Olgusallık (gerçeklik), yani gerçekten var olmuşluk, aynı zamanda karşıolgusallık ile tezat kurmak için de kullanılabilir. Karşıolgusallık, olabilecek ama olmamış olanşeyler için kullanılır. Karşıolgusal koşul veya dilek kipine dayalı koşul, olaylar, gerçekte olduğundan farklı şekilde gerçekleşseydi neler olabileceğine dair bir çeşit koşullu ifadedir (veya "eğer-öyleyse" kalıbıdır). Örneğin, *"Eğer İskender yaşasaydı, imparatorluk Roma'dan daha büyük olurdu."*önermesi, haber kipine dayalı koşullara zıtlık gösterir. Bu tip koşullarda, öncülleri gerçekten doğru olan şeylerin gerçekten var oldukları belirtilir. Örneğin *"Eğer bunu içersen, daha iyi hissedeceksin." *gibi.
Bu tip cümleler, özellikle de olası dünyalar semantiğinin geliştirilmesinden beri, modal mantık için önem arz etmektedir.
Bilim dilinde gerçek, tekrar edilebilir ve dikkatlice yapılan gözlemler veya ölçümler (deneysel olarak veya başka yöntemlerle) sonucunda elde edilen deneysel kanıtlara işaret etmek için kullanılır. Gerçekler,bilimsel teorilerin inşa edilebilmesini mümkün kılarlar. Farklı gözlem ve ölçüm yöntemleri, bilimsel yöntem ve bilimsel muhakemenin geçerliliği ve kapsamı ile ilgili birçok soruna kapı aralamaktadır.

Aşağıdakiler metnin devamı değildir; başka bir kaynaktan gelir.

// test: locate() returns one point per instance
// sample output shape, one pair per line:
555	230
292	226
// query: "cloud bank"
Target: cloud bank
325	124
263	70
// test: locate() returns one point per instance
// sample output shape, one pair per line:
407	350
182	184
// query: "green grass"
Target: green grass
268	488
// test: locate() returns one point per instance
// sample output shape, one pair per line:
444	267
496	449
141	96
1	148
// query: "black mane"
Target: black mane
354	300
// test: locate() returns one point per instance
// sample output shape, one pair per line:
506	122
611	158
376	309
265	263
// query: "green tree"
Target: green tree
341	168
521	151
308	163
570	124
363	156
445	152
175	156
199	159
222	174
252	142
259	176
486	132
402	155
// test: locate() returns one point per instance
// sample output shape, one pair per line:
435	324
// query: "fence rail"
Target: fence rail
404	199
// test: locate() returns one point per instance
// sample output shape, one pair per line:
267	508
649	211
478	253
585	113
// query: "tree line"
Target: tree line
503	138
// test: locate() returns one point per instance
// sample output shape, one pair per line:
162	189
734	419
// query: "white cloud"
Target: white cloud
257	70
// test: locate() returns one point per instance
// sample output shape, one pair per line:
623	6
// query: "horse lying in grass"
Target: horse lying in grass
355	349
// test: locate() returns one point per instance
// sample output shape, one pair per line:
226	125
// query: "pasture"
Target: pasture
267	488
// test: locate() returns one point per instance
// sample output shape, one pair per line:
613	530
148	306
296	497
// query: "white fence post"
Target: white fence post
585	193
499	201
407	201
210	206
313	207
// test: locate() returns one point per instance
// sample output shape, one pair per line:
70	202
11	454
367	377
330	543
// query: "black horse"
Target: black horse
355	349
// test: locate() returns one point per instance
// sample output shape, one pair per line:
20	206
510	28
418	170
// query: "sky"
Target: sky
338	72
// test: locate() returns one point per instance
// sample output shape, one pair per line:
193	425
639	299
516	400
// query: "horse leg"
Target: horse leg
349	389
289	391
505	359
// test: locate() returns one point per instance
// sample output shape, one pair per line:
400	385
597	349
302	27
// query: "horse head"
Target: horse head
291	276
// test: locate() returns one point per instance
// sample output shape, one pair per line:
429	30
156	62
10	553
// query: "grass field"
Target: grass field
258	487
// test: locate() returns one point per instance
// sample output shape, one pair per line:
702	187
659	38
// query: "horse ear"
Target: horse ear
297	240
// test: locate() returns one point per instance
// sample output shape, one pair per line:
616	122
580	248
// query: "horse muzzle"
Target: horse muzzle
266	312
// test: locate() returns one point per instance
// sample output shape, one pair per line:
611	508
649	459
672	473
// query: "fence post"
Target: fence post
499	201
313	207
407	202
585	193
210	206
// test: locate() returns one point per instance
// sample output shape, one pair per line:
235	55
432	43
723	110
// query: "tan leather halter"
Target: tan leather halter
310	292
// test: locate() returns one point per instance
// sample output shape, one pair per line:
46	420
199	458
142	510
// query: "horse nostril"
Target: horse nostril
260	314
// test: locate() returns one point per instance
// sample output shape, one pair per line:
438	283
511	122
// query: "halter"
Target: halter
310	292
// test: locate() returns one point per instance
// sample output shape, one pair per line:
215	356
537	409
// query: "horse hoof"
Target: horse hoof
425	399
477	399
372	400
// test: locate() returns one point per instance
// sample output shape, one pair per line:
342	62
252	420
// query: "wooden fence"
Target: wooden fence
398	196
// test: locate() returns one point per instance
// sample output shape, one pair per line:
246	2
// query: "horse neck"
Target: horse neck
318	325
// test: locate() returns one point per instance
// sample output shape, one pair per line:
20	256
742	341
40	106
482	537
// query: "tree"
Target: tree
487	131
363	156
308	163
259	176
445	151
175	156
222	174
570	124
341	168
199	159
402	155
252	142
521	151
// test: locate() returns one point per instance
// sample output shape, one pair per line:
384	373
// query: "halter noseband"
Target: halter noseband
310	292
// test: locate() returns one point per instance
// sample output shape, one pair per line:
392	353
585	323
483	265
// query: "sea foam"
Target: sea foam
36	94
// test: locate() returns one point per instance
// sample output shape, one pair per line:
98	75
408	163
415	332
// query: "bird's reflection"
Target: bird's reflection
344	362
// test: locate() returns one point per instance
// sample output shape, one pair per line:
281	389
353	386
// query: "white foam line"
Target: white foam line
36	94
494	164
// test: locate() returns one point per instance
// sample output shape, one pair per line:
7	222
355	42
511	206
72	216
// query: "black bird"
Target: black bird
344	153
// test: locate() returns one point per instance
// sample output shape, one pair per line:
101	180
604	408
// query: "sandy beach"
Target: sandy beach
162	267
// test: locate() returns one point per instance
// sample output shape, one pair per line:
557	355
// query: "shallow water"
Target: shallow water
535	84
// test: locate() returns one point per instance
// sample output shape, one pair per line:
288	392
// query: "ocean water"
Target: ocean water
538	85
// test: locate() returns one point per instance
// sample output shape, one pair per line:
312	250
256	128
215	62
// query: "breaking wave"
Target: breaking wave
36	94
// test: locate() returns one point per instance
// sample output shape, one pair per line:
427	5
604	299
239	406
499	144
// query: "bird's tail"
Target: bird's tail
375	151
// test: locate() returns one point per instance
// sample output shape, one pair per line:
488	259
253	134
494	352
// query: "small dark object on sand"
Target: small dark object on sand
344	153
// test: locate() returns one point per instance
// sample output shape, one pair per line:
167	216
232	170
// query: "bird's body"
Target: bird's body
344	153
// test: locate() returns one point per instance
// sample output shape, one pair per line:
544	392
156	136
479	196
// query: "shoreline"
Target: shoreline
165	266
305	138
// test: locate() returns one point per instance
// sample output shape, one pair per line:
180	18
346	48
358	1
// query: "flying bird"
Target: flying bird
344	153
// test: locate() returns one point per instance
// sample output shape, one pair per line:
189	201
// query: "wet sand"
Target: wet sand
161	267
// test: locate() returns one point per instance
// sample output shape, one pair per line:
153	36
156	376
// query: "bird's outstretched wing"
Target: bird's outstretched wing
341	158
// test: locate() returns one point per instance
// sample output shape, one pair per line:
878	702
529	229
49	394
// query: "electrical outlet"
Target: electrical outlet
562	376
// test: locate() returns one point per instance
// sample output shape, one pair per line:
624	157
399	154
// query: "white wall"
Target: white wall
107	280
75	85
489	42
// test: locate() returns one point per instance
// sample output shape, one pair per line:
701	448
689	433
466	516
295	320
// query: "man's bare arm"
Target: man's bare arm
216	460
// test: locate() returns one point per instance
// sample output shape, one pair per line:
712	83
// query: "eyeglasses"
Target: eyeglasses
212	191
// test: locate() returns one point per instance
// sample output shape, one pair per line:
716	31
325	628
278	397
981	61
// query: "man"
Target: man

En basit anlamıyla bilimsel gerçek, objektif ve doğrulanabilir bir gözlemdir. Bu tanımıyla hipotez veya teoriden ayrılır. Hipotezler ve teoriler, gerçekleri açıklamak veya yorumlamak için geliştirilirler.22
Birçok akademisyen, bu basit tanımlamanın geliştirilmesi için önerilerde bulunmuştur. Bilim insanları şunlar arasında ayrım yaparlar: 1) dış dünyaya ait olay ve olgularve 2) bilimsel analiz dahilinde önemli olabilecek, gerçeklere yönelik *önermeler.*Terim, bilim felsefesi dahilinde her iki şekilde de kullanılmaktadır.
Hem sosyal, hem de doğal bilimlerde görev alan akademisyenler ve klinik araştırmacılar, bilimsel gerçeğin temel doğasını netleştirmeye çalıştığımızda ortaya çıkan sayısız sorunu konu edinmişlerdir.23 Bu sorgulama sonucu ulaşılan sorunlar arasında şunlar bulunur:
Teyit bütünselliği fikriyle uyumlu olarak, bazı akademisyenler "gerçek" kavramının yapısı gereği belli bir düzeyde "kuram-yüklü" olmak zorunda olduğunu iddia etmektedirler. Thomas Kuhn, hangi gerçekleri ölçeceğimizi ve onları nasıl ölçeceğimizi bilmek için diğer teorilerden faydalanmamızı gerektiğini vurgulamıştır. Örneğin, fosillerin yaşı radyometrik tarihleme ile ölçülür. Bu ölçüm, radyoaktif bozunmanın bir Bernouilli süreci olmaktan ziyade, bir Poisson süreci olması mantığına dayanır. Benzer şekilde, Percy Williams Bridgman da operasyonalizm adı verilen bir metodolojik konumlanma ile bilinir. Bu görüşe göre bütün gözlemlerimiz, onları nasıl yapacağımıza dair varsayımlarımızdan etkilenmekle kalmaz, onlar tarafından bizzat şekillendirilir.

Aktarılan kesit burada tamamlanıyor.